Recuerdo precisamente lo mínimo que eran sus pies. Los dos juntos eran pequeñísimos. Precisos. Preciosos. Tal cuales.
(No es buen momento para andar recordando, dice Funes).
La columna era plena y recta. Cada una de sus vértebras estaba perfectamente colocada. Yo les pasaba la yema de mis dedos índice y mayor, personificaba un caminante con ellos para recorrer y aprender lo bien plantadas que estaban esas vértebras una sobre otra a lo largo de toda la espina.
(A mi también me duele una mujer en todas partes, señor Borges).

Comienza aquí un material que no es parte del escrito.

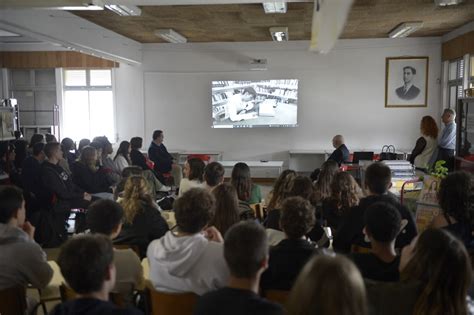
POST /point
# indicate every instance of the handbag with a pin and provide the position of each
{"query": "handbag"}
(388, 153)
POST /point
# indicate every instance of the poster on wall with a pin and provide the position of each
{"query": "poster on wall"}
(406, 81)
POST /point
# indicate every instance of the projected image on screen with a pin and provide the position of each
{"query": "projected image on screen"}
(249, 104)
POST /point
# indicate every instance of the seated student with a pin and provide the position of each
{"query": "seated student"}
(301, 187)
(22, 261)
(68, 146)
(82, 144)
(378, 180)
(440, 263)
(106, 161)
(246, 254)
(426, 144)
(191, 258)
(143, 222)
(226, 212)
(65, 195)
(31, 173)
(322, 186)
(105, 217)
(122, 157)
(87, 265)
(289, 256)
(345, 194)
(382, 225)
(138, 159)
(164, 162)
(192, 171)
(248, 192)
(281, 189)
(455, 199)
(341, 153)
(213, 174)
(88, 176)
(328, 285)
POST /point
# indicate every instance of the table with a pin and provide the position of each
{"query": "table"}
(258, 169)
(307, 160)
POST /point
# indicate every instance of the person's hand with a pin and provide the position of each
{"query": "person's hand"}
(29, 229)
(213, 234)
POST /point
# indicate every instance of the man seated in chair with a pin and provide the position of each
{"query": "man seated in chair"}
(105, 217)
(87, 264)
(22, 261)
(60, 187)
(164, 162)
(341, 153)
(246, 254)
(190, 258)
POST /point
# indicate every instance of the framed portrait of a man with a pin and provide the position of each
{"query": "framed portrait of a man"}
(406, 81)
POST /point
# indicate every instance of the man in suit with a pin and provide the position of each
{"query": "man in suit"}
(341, 154)
(408, 91)
(164, 162)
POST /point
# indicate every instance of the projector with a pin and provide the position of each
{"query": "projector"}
(445, 3)
(258, 64)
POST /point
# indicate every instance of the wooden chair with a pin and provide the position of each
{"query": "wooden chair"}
(259, 211)
(126, 246)
(277, 296)
(161, 303)
(68, 294)
(13, 301)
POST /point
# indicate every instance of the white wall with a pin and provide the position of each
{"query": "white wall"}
(342, 92)
(129, 114)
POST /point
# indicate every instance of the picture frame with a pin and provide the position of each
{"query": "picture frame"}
(406, 81)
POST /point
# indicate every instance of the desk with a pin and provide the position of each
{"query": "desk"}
(307, 160)
(258, 169)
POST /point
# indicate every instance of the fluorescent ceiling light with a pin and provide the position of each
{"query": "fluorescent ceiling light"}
(405, 29)
(279, 34)
(69, 5)
(171, 36)
(445, 3)
(4, 33)
(124, 10)
(271, 7)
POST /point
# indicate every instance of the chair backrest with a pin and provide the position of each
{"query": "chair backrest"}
(135, 248)
(277, 296)
(13, 301)
(171, 303)
(362, 156)
(259, 211)
(68, 294)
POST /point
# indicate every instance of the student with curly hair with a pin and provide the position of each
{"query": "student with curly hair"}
(345, 194)
(455, 197)
(289, 256)
(441, 264)
(143, 222)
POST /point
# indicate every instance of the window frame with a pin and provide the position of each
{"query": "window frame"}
(91, 88)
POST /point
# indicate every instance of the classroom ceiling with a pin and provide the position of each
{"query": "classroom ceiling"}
(249, 23)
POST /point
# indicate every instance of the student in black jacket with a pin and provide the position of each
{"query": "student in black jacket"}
(382, 225)
(63, 193)
(164, 162)
(143, 222)
(378, 180)
(289, 256)
(87, 264)
(88, 176)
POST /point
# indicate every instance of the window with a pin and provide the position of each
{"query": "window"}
(88, 109)
(471, 79)
(455, 78)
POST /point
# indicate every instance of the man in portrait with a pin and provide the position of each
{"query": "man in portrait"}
(408, 91)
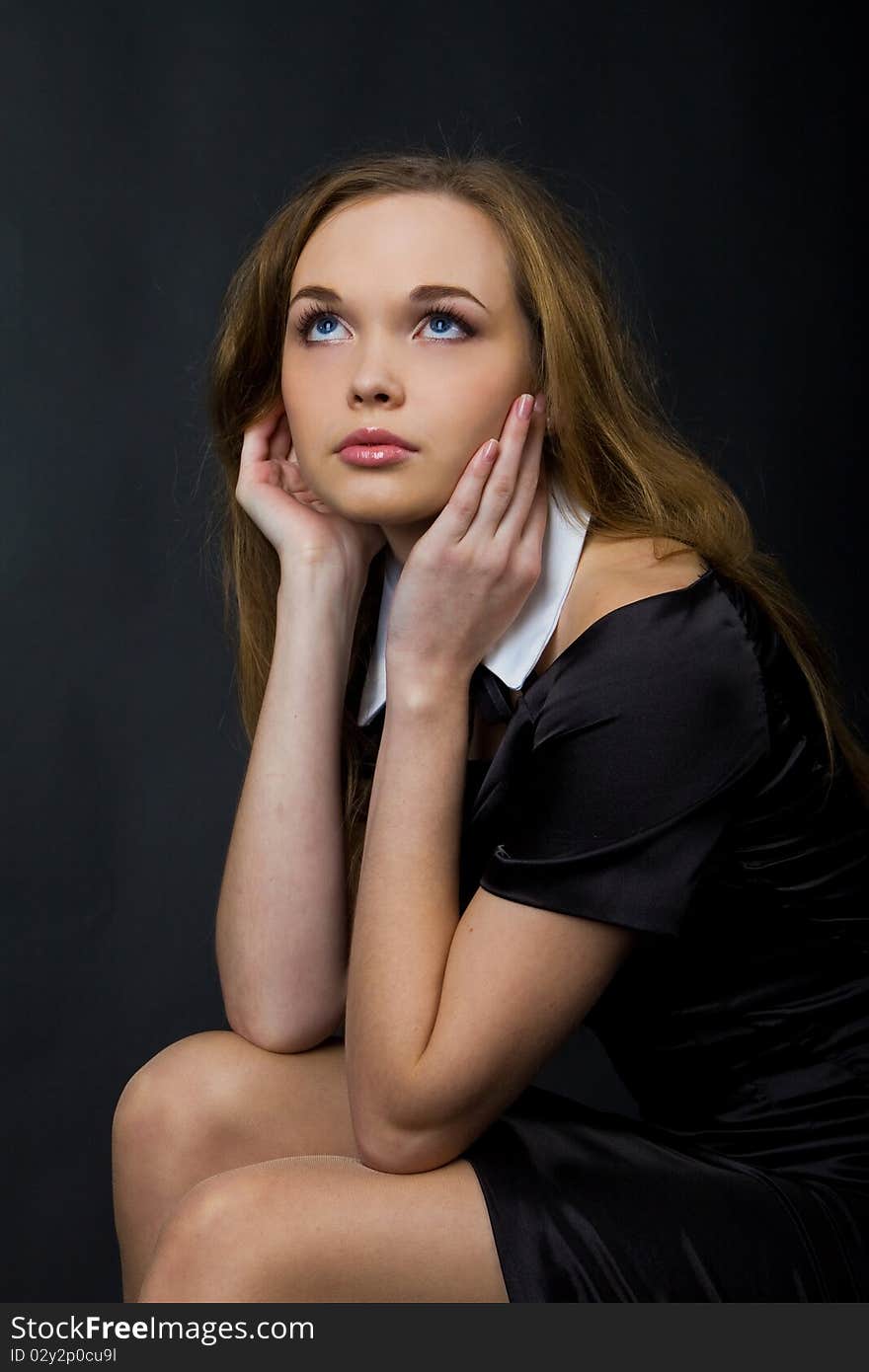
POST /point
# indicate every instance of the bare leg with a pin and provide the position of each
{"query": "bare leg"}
(328, 1230)
(207, 1104)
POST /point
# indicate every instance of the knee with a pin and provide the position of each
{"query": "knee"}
(213, 1235)
(178, 1094)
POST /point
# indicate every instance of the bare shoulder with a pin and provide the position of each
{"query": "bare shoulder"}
(616, 571)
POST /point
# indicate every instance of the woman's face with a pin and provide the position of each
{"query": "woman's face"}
(376, 357)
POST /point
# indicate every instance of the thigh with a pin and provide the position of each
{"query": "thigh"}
(218, 1095)
(328, 1230)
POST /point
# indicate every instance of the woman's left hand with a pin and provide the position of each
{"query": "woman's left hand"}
(470, 573)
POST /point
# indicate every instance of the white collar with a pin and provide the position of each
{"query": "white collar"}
(516, 651)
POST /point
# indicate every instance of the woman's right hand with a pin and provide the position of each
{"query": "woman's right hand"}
(299, 526)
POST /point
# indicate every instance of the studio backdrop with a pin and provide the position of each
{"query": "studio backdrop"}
(710, 151)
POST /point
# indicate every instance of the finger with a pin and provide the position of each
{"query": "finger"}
(454, 519)
(280, 443)
(535, 523)
(510, 490)
(256, 442)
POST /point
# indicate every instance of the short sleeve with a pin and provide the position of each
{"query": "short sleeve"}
(639, 753)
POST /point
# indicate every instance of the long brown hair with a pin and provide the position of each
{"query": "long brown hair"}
(609, 445)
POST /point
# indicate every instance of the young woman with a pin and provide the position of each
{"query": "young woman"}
(611, 785)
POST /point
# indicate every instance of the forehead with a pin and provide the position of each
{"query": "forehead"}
(390, 243)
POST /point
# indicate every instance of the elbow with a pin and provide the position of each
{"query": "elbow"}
(298, 1036)
(401, 1150)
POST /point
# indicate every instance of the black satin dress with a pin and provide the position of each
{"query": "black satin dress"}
(666, 773)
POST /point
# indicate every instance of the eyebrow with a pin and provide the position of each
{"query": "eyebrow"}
(416, 295)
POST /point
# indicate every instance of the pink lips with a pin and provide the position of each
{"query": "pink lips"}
(375, 447)
(366, 454)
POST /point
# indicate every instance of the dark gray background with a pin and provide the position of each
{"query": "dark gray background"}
(711, 150)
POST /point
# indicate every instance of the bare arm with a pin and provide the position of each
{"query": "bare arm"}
(281, 919)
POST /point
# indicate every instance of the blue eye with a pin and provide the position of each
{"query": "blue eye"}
(315, 315)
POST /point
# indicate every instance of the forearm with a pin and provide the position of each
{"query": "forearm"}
(281, 926)
(407, 910)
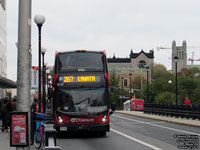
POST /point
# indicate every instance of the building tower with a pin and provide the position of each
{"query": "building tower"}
(181, 52)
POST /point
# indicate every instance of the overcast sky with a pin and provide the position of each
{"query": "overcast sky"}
(116, 26)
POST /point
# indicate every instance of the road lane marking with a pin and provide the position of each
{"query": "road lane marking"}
(156, 125)
(136, 140)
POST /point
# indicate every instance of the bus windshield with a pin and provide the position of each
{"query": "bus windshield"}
(80, 62)
(87, 100)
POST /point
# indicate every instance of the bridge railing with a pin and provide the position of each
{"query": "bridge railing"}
(173, 110)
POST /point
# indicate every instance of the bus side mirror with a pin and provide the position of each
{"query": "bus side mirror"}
(113, 107)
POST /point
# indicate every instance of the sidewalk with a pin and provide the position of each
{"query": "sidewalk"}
(183, 121)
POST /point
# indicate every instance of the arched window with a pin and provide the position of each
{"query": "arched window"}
(141, 64)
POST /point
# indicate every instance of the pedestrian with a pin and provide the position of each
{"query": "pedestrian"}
(14, 105)
(4, 115)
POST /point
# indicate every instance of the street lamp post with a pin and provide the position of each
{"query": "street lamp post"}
(130, 74)
(43, 50)
(176, 60)
(170, 88)
(147, 68)
(39, 20)
(122, 92)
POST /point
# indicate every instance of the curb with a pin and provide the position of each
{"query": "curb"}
(190, 122)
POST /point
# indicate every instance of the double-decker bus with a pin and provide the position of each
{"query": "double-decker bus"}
(80, 96)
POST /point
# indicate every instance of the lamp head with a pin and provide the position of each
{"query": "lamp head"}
(43, 50)
(39, 19)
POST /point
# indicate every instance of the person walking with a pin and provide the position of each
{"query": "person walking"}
(4, 116)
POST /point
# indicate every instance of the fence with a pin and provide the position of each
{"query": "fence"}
(181, 110)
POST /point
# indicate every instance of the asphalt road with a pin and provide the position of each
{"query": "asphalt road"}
(134, 133)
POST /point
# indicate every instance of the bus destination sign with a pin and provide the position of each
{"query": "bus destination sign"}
(68, 79)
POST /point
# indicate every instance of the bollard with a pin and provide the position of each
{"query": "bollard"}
(50, 138)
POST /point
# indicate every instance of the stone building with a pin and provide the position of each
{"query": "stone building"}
(127, 69)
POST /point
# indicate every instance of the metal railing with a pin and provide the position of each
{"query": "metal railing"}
(171, 110)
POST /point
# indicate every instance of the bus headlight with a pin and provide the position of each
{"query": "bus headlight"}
(60, 119)
(104, 118)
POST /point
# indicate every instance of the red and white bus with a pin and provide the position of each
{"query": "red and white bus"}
(136, 104)
(80, 96)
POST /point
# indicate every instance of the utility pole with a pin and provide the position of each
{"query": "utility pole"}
(24, 60)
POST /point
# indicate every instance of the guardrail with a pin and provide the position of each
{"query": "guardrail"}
(172, 110)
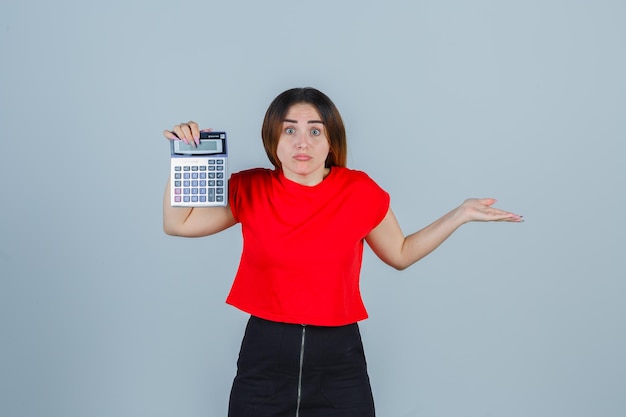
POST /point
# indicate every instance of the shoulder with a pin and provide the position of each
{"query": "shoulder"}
(354, 177)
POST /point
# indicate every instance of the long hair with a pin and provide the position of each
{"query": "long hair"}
(333, 124)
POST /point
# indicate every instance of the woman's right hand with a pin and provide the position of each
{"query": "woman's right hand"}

Las partes ágiles, sus extremidades, llegaban a donde querían. Eran caminos salvajes. Salvadores. Abrazadores. Aterradores y furiosamente instigadores del placer. Recuerdo que hacían cuanto querían. Cuando querían hacían. Y cualquiera, yo u otro, se volvía impaciente. Y paciente. Duraban tanto… nunca supe hasta donde.
(Una vez conocí a alguien que quise conocer pero me equivoqué, me confesó Palahniuk).
Pensaría en su boca y en sus ojos y se los pasaría a contar. Pero es imposible decir algo. Pensarlos es imposible. Incapaz de ser pensado. El pensamiento es apenas un fanerón, y también sus ojos y esa boca que es. Esos ojos que son tales. Y esa boca que debía permitirlo todo. O no. No
(Nada de extraño tiene la luz del sol, acusó una tal Ocampo)
El abdomen era un secreto. Un secreto y un ombligo que escondía aun más secretos. Intentar escucharlos fue siempre en vano. Intentarlo, apenas, fue siempre distante. Intentarlo, al menos, era alcanzar a lo hermoso en su hermosura misma.
(No puede ser que Hernández tenga razón tantas veces seguidas)
No quiero acordarme de la poesía (Lujuria, 2003) que me cuentan sus pechos y su cintura: ¡Pero si todavía la escucho!
(Su voz era de escarlata, pienso yo).